After truffle hunting, we were given a lesson on how to make ricotta cheese. Ricotta is not actually a cheese, according to the Italians. It is made from the whey. Maple wood is used to churn the cheese. And, I have to tell you, it tastes dynamite. It is incredibly fresh, satisfying and sexy.
We were then served, what I thought was just going to be cheeses and wines, but turned out to be a house party of carbs. Truffles was infused into everything that we ate. From pasta to breads to frittatas. Personally, I hate mushrooms, but someone very close to me told me that I had to eat mushrooms in Italy. And, so I did. I loved them!
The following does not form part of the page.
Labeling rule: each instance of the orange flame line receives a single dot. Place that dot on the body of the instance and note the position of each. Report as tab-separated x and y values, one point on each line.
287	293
Thank you, I miss you.
We then took a break in the old church that resided on the truffle farm. Adrian played the organ while Chef Altieri sang Journey. I was not able to capture this momentous occasion, but I know there is a video lingering somewhere. To be continued…
Our last stop was to the town of Preci, which was an old Monk Abbey. How does this tie into the culinary industry? Here lies the birth of charcuterie. What do you think about that Chef Coatrieux? Pigs were dissected here as a means for surgical and charcuterie purposes.
In addition, I found the place where I am going to get married. It was a group decision that I move here, get married, and have babies. I must find an Italian man first…we still have eight more days.
Although the weather called for rain, the sun eventually overpowered the dark clouds. It was a lovely day. For those of you who are not here with us, we brought you along for every mile and every memory. We love you, we miss you, and we will be together soon.